In our previous work [Phys. Rev. C {\bf 101}, 014003 (2020)], we have analyzed all available data on differential cross sections and spin density matrix elements for the $γp \to K^{\ast +} Λ$ reaction using an effective Lagrangian approach. There, the $t$-channel $K$, $K^*$, and $κ$ exchanges, the $u$-channel $Λ$, $Σ$, and $Σ^*$ exchanges, the $s$-channel $N$, $N(2060)5/2^-$, and $N(2000)5/2^+$ exchanges, and the interaction current were taken into account in constructing the reaction amplitudes. It was found that, overall, the agreement of the theoretical results with the corresponding data is fairly good. However, noticeable discrepancies between the model results and the data on spin density matrix elements $ρ_{00}$ are still observed in the center-of-mass energy region around $W \approx 2.08$ GeV, indicating the need for additional reaction mechanisms. On the other hand, the hidden-strange pentaquark-like state $N(2080)3/2^-$, which is proposed to be a $K^*Σ$ molecular state as the strange partner of $P_c(4457)$ hadronic molecule, has been found to play quite active roles in reproducing the data for $K^{*+}Σ^0$, $K^{*0}Σ^+$, and $φp$ photoproduction reactions. Based on these observations, in the present work, we reanalyze the data for the $γp \to K^{\ast +} Λ$ reaction by incorporating the pentaquark-like state $N(2080)3/2^-$ in our previously proposed model. The results show that with the inclusion of the contributions of $N(2080)3/2^-$, the quality of the theoretical description of the $γp \to K^{*+}Λ$ data can be considerably improved.

Figures (8)

• Figure 1: The model results for the spin density matrix elements $\rho_{00}$ for $\gamma p\rightarrow K^{*+}\Lambda$ as a function of $\cos \theta$ in the center-of-mass frame at $W = 2041$ MeV and $2086$ MeV from Ref. Wei:2020fmh compared with the corresponding experimental data CLAS:2017sgi. The numbers in parentheses on the left denote the photon laboratory incident energies, in MeV.
• Figure 2: Generic structure of the photoproduction amplitude for $\gamma N\to K^{*}\Lambda$. Time proceeds from left to right. (a) $s$ channel, (b) $u$ channel, (c) $t$ channel, and (d) Interaction current.
• Figure 3: Couplings of $N(2080)3/2^-$ as $K^*\Sigma$ molecule to $K^{*}\Lambda$ and $\gamma N$.

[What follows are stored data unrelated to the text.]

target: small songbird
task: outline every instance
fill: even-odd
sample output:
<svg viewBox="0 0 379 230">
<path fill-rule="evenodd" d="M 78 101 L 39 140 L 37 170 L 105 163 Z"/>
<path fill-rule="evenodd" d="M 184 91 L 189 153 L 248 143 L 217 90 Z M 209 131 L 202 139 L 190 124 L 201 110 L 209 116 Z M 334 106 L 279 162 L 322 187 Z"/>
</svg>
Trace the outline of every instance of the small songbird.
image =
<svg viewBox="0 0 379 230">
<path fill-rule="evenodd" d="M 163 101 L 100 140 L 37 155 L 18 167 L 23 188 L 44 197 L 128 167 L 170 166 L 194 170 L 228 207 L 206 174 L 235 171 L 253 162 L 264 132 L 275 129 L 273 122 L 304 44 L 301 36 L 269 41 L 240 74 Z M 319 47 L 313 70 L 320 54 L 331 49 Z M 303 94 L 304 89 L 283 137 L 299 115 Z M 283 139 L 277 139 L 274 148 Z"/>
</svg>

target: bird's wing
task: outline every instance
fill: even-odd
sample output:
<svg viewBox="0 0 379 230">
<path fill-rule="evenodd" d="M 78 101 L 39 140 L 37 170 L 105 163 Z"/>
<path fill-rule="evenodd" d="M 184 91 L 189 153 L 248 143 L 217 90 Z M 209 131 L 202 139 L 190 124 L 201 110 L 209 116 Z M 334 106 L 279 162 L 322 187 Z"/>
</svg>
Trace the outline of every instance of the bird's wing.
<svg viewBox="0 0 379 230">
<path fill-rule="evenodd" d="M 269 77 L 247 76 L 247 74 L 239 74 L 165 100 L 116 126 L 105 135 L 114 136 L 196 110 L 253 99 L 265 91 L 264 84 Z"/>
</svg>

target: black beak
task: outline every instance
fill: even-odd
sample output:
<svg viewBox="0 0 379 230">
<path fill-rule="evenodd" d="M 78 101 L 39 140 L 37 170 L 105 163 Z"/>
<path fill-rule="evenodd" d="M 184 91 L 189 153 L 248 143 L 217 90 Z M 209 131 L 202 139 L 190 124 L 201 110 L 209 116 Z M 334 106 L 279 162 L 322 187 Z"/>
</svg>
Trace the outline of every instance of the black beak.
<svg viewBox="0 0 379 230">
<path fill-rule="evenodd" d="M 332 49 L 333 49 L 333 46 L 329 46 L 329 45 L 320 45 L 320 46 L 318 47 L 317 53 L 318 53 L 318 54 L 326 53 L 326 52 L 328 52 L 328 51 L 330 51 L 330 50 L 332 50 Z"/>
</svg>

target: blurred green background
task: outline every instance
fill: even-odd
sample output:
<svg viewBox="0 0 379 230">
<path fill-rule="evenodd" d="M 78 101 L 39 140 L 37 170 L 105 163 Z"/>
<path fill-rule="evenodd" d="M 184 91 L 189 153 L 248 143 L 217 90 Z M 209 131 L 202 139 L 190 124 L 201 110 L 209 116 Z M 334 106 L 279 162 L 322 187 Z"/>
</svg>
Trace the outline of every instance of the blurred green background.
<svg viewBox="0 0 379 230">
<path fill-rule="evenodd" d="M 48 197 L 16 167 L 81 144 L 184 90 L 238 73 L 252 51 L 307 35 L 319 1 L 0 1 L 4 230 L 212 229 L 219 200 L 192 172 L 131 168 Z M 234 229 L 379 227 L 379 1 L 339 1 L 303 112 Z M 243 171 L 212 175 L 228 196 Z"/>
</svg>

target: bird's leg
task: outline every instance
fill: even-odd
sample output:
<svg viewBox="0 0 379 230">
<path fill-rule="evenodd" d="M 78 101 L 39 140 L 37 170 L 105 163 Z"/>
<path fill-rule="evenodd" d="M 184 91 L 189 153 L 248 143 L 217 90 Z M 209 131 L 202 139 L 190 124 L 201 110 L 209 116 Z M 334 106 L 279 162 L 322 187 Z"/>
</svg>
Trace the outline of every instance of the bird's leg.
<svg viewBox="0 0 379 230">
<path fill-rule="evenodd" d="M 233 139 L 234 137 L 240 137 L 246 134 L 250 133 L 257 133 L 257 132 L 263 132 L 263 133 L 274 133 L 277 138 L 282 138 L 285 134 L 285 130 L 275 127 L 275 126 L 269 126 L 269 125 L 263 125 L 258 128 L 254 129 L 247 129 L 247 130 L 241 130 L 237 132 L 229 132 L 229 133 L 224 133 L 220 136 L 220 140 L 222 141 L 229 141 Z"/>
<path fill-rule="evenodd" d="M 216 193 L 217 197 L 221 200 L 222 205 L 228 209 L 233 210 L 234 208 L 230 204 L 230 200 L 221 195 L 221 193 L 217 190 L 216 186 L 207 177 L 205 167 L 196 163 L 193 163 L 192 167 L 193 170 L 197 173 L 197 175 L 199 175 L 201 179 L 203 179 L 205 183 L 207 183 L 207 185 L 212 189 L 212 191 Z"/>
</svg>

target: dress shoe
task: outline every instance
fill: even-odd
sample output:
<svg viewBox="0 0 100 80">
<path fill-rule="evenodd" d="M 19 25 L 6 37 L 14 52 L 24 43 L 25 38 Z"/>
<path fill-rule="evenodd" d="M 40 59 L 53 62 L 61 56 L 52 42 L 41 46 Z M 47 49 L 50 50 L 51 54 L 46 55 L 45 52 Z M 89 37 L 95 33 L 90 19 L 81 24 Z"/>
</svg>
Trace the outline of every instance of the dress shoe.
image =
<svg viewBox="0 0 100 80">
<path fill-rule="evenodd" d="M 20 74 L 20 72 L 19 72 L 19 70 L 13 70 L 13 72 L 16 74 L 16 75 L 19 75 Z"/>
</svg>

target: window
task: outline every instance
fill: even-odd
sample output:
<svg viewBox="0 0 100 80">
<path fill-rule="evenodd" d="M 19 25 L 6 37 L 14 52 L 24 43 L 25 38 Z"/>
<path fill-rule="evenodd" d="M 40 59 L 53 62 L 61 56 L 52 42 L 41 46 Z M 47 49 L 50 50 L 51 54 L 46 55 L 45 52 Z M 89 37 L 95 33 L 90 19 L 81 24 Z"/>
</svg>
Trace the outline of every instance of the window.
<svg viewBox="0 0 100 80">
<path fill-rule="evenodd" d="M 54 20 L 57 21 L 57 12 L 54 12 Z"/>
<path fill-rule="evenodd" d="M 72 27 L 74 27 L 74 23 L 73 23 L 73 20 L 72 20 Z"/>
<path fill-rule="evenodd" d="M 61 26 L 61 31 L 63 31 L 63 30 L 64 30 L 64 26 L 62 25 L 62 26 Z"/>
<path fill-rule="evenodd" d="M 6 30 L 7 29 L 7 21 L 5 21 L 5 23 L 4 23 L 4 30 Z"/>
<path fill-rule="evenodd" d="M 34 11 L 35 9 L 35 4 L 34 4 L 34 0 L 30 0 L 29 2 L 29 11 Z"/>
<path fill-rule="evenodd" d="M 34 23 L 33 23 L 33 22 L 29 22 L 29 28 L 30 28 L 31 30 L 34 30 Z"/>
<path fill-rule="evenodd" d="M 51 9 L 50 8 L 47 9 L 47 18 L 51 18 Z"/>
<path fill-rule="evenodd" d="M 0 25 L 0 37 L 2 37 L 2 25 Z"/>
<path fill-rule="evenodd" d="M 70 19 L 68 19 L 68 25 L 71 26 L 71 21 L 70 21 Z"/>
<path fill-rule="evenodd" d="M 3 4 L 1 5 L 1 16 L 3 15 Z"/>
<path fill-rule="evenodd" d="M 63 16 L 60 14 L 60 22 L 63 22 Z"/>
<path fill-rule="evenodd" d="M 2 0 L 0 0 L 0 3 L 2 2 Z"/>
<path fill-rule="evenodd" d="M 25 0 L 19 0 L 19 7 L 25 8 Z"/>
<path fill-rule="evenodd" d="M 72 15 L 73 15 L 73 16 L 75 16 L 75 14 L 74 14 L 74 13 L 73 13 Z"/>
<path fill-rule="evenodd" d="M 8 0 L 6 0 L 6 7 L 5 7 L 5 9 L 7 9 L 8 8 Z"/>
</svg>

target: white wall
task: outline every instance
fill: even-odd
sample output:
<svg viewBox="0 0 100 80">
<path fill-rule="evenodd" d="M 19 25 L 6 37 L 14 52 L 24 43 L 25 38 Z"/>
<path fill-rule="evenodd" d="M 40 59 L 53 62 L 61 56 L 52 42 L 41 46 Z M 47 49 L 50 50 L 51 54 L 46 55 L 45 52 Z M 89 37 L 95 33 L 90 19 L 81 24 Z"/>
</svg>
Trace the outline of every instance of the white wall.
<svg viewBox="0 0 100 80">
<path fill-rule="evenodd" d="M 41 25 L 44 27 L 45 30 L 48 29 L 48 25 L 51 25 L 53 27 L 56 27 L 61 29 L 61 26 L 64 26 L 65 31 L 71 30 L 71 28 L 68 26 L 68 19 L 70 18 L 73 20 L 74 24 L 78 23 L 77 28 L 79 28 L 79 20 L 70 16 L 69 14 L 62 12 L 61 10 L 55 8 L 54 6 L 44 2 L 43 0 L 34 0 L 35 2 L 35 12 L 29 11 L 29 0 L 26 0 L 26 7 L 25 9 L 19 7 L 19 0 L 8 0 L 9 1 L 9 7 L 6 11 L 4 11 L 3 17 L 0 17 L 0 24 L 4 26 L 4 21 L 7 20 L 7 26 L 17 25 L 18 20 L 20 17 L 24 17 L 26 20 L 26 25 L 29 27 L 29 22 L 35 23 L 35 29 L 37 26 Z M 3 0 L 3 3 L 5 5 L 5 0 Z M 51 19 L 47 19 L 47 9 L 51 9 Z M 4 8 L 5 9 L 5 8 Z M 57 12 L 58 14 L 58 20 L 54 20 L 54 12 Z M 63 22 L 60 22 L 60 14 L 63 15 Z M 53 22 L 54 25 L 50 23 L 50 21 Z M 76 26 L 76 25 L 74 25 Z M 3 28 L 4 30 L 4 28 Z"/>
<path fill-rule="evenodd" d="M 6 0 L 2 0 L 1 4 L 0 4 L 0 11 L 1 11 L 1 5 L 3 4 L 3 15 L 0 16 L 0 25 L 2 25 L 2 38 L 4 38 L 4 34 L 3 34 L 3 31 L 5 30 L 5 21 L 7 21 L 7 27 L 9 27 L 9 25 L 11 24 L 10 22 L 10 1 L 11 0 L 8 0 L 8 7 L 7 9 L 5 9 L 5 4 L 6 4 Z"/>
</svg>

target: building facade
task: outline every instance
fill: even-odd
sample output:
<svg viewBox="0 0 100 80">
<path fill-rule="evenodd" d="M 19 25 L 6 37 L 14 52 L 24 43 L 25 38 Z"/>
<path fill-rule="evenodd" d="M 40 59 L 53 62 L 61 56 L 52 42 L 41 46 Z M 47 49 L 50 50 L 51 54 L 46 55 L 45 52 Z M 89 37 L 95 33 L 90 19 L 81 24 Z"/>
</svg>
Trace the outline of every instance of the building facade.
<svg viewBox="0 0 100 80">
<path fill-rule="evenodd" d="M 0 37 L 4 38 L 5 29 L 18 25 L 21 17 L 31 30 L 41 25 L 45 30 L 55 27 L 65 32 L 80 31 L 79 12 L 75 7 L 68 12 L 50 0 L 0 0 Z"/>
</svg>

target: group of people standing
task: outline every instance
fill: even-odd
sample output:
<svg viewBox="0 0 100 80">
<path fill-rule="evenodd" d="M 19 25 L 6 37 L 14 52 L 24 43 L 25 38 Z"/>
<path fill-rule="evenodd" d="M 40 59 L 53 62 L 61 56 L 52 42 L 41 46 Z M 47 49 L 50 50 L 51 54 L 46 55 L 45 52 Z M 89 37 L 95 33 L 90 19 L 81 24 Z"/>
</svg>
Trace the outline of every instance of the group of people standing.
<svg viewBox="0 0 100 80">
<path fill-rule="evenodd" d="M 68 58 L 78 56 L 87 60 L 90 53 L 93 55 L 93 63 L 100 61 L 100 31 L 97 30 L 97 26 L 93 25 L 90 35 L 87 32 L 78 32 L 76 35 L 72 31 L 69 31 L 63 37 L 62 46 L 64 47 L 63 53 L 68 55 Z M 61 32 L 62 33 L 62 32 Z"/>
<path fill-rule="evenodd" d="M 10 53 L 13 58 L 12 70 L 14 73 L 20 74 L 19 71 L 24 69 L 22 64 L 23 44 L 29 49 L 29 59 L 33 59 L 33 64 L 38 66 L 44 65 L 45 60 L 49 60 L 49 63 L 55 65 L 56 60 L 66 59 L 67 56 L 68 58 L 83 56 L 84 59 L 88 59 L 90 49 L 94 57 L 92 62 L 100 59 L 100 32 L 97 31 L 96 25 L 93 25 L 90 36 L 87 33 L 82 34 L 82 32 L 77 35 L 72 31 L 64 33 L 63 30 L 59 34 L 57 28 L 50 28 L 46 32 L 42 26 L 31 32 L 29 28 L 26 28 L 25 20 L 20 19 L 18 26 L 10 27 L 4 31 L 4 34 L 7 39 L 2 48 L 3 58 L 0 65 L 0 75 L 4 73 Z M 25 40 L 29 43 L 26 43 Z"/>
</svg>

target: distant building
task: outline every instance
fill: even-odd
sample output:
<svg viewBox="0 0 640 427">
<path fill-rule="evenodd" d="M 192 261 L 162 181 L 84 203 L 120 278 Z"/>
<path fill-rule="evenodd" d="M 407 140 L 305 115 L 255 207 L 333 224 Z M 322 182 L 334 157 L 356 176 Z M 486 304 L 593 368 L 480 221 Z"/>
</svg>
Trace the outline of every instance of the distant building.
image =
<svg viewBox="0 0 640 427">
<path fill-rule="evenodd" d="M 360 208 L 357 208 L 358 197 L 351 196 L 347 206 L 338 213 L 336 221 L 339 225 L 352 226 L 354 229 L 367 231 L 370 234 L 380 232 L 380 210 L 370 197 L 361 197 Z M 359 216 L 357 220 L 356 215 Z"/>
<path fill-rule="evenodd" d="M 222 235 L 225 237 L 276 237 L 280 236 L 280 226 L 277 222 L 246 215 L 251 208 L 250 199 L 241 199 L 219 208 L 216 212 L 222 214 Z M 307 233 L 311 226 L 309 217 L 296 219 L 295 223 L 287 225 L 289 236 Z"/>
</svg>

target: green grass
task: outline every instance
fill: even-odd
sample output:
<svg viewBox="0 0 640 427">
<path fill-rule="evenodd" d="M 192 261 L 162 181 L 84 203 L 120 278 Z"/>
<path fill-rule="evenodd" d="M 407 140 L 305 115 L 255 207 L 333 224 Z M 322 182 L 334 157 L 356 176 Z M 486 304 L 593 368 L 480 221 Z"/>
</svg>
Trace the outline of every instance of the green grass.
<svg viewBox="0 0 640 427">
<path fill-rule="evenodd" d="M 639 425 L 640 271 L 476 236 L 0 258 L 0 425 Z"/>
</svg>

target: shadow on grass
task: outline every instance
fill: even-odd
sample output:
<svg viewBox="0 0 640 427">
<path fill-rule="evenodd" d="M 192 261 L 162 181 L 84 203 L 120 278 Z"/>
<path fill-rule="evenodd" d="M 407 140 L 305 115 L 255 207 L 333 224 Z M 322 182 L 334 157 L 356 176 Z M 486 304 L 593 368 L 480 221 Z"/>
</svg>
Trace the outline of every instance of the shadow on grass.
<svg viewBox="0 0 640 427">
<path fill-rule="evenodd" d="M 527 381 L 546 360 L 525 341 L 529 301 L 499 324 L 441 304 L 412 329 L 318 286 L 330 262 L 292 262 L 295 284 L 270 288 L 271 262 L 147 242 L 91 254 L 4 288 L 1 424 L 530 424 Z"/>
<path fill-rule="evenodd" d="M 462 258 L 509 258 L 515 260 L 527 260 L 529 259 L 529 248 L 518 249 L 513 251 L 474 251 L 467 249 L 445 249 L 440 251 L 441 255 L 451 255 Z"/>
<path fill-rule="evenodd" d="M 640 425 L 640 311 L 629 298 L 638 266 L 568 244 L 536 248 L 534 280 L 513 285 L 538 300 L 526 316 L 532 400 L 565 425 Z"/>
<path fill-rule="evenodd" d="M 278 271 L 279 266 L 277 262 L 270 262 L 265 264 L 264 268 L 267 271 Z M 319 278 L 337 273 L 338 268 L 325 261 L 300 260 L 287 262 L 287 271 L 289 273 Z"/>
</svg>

• Figure 4: Differential cross sections for $\gamma p\rightarrow K^{*+}\Lambda$ as a function of $\cos \theta$ in the center-of-mass frame (black solid line). The red dotted, blue dashed, green dash-dotted, and orange double-dot-dashed lines represent the individual contributions from the $K$, $N(2000)5/2^+$, $N(2060)5/2^-$, and $N(2080)3/2^-$ exchanges, respectively. Data are taken from the CLAS Collaboration CLAS:2013qgi. The numbers in parentheses denote the photon laboratory incident energy (left number) and the total center-of-mass energy of the system (right number), both in MeV.
• Figure 5: Spin density matrix elements $\rho_{00}$ for $\gamma p\rightarrow K^{*+}\Lambda$ as a function of $\cos \theta$ in the center-of-mass frame (black solid line). The red dotted, blue dashed, green dash-dotted, and orange double-dot-dashed lines denote effects of the individual contributions from the $K$, $N(2000)5/2^+$, $N(2060)5/2^-$, and $N(2080)3/2^-$ exchanges, respectively, obtained by switching off the corresponding amplitude in the full reaction amplitude. Data are taken from the CLAS Collaboration CLAS:2017sgi. The numbers in parentheses denote the photon laboratory incident energy (left number) and the total center-of-mass energy of the system (right number), both in MeV.